How can I keep my hermanns tortoise entertained when I'm out of the house?? Thanks in advance


----------



## Yvonne G (Jan 6, 2014)

Start with a fairly large indoor habitat. Add a thick layer of substrate. By 'thick' I mean at least 4" deep. Add a couple of hiding places, a big rock or a piece of driftwood, some plastic or real plants at strategic locations around the habitat. The object is to have some sight barriers so the tortoise can't see his whole world at a glance. The barriers make him have to walk around to see what's going on in other parts of the habitat. When you feed him, put food down on two or three different feeding stations at different places around the enclosure. Some tortoises are interested in pushing little balls around or interacting with tortoise figurines. Maybe even a mirror.

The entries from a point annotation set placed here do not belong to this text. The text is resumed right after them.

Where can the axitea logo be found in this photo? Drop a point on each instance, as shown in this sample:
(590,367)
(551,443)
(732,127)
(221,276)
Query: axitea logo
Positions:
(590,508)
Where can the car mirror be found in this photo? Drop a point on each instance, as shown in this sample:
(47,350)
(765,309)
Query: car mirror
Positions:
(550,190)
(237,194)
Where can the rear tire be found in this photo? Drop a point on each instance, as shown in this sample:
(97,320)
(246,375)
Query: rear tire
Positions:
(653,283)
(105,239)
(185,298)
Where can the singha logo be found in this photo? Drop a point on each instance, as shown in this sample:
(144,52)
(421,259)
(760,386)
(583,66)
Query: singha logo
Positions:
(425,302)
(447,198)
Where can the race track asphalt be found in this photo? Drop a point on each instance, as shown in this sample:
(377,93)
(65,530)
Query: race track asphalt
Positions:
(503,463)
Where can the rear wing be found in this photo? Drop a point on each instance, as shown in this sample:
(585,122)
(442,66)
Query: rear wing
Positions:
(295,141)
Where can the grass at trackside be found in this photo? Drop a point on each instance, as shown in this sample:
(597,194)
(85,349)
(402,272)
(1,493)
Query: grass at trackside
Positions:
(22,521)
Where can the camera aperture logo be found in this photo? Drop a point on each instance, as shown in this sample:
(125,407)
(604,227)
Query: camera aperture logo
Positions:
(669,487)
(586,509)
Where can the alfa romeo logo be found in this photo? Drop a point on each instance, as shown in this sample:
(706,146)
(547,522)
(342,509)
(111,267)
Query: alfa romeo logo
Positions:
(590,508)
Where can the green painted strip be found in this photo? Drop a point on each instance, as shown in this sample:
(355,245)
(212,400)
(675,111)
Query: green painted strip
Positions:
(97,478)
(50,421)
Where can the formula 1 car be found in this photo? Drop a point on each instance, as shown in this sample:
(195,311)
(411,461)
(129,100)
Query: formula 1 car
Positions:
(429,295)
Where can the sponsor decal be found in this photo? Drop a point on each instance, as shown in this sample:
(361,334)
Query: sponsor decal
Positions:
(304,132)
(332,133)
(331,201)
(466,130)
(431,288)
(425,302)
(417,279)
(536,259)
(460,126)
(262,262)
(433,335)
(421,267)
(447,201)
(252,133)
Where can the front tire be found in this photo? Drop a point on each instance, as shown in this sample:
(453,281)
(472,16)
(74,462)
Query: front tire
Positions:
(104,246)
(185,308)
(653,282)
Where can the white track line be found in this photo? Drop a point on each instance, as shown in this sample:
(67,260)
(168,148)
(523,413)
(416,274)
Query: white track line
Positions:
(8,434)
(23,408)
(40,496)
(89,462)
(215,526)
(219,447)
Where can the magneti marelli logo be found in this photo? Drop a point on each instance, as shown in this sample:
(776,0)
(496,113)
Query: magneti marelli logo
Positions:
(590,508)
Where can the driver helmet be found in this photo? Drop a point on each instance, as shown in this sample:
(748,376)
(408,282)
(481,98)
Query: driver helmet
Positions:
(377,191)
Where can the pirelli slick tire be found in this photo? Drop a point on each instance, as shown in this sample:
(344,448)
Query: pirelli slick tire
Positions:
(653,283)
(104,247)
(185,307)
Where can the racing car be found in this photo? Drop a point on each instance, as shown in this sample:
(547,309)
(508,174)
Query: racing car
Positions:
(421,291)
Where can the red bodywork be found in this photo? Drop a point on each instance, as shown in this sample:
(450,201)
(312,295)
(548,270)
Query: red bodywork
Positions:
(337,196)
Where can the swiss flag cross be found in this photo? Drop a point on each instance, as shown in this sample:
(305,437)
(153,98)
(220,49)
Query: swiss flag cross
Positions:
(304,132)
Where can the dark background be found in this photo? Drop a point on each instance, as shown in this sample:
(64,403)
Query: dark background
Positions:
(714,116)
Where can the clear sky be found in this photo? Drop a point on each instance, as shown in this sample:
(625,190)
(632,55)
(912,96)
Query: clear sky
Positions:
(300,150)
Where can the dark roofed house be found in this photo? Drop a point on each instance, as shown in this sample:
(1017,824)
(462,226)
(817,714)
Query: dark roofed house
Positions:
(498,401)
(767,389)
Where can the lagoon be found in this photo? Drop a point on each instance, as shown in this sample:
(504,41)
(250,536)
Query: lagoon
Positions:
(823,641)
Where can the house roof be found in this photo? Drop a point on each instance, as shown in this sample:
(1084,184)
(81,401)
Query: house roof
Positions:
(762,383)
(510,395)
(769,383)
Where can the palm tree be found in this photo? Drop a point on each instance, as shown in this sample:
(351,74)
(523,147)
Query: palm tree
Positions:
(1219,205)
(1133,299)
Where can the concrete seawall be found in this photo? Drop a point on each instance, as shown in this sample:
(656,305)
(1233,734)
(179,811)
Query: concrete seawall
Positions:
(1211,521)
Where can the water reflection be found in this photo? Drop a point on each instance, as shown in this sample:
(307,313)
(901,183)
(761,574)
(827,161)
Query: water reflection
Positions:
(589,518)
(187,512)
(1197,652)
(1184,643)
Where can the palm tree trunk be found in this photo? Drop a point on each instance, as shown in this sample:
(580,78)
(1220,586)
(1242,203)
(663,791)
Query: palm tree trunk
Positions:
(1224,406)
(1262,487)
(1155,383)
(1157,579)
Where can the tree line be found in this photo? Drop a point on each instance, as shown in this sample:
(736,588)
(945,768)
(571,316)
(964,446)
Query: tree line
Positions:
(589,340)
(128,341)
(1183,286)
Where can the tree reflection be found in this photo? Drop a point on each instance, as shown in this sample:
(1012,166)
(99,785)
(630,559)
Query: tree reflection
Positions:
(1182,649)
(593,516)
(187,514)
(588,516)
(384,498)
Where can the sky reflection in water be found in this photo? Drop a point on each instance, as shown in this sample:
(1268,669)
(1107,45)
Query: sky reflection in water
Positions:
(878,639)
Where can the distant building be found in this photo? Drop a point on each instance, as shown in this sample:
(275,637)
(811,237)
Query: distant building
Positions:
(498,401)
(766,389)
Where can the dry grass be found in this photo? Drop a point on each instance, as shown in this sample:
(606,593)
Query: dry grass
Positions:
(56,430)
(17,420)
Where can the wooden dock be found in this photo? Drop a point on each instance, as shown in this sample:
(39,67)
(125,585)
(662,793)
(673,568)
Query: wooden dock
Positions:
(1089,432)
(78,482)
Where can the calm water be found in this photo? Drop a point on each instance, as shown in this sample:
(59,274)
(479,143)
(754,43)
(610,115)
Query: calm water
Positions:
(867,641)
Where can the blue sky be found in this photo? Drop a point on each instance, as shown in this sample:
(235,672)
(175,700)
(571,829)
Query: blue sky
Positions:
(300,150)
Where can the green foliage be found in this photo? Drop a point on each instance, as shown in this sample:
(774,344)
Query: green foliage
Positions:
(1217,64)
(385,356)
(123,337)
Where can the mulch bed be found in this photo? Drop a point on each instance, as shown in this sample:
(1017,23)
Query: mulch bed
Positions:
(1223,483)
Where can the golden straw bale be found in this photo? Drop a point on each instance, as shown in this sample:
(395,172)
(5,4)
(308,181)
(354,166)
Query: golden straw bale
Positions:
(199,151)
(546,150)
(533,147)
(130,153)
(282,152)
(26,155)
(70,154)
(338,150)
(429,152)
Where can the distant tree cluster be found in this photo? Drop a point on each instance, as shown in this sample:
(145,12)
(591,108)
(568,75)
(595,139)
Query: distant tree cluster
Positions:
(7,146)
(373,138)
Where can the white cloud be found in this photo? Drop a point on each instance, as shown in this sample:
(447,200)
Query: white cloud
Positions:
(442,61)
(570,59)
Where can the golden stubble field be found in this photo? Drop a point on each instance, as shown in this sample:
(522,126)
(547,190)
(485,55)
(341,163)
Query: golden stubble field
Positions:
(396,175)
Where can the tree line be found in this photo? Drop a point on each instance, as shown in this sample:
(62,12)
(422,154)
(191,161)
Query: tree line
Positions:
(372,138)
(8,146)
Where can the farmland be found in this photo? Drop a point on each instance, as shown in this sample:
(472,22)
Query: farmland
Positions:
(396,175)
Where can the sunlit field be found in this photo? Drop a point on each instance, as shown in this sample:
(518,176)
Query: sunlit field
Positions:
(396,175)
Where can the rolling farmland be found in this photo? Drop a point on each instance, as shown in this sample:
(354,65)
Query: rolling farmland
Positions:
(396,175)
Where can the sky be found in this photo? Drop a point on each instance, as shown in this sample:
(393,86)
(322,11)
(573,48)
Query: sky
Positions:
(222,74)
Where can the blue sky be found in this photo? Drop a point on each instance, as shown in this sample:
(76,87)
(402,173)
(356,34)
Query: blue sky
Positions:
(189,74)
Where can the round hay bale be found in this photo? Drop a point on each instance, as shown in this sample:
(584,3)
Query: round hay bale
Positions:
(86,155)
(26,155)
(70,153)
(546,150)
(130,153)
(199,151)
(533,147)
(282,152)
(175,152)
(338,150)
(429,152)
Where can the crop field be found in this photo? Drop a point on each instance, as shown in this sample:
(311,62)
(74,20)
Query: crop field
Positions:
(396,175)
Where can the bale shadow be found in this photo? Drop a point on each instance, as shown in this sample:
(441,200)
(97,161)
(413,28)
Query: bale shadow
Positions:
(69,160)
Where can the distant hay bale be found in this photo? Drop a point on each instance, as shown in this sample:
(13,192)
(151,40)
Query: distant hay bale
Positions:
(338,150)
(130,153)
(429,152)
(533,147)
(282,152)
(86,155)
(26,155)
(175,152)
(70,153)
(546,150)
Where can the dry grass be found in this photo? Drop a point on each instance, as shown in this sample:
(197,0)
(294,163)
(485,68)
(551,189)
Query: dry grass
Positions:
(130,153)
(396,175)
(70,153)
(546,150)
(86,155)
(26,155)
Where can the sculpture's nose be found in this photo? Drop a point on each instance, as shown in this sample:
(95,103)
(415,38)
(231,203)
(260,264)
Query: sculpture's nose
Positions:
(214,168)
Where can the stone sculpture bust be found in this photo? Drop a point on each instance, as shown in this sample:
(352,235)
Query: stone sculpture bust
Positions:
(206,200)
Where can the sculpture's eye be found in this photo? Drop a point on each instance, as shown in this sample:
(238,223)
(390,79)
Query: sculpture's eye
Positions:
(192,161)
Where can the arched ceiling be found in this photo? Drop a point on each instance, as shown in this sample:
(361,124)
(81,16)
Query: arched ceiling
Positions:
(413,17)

But, first and foremost: don't put human feelings on your cold blooded reptile. They don't get bored. If there's nothing to eat, they'll just sit in the 'sun' for a bit then go back to bed.


----------



## Saleama (Jan 6, 2014)

Yvonne G said:


> But, first and foremost: don't put human feelings on your cold blooded reptile. They don't get bored. If there's nothing to eat, they'll just sit in the 'sun' for a bit then go back to bed.



LOL, this sounds alot like me and I am human....I think?


----------



## Lillysmytort (Jan 6, 2014)

I tell stories of Miss Lilly as if she has these feelings because I'm home by myself a lot and it keeps me from going insane... It makes me feel a little less "crazy" to talk to her than to talk to myself...


----------



## sibi (Jan 6, 2014)

I try to put bright, colored objects that my sullies can't bite or swallow. It doesn't have to be a toy; just a plastic container with a little food in it will make them happy. They'll try to nip at it, and move on. They may go back to it at another time. Since the cold weather has them confined all day long, it could be impossible to keep them entertained like they're use to in the backyard, but it keeps them from pacing back and forth trying to get out.


----------



## Mr. Franklin (Oct 13, 2016)

don't put a mirror in the habitat, tortoises think that it's another tortoise and it scares them. i put like a dozen little circular sticker mirrors all over my franklin's tank once and he got so anxious he buried his head in his dirt and wouldn't come out of his hide until i took them all down. it was very sad


----------



## Mr. Franklin (Oct 13, 2016)

another thing, i put a toy tank beside my tortoises log hide because he likes climbing on top of it then sliding off. he'll go back and forth doing that for hours lol. he occasionally flips himself over however, but he can get himself back up within seconds. if you trust that your tortoise won't be stuck on its back all day then try encouraging him to climb go and down things.


----------



## Yvonne G (Oct 13, 2016)

Old thread


----------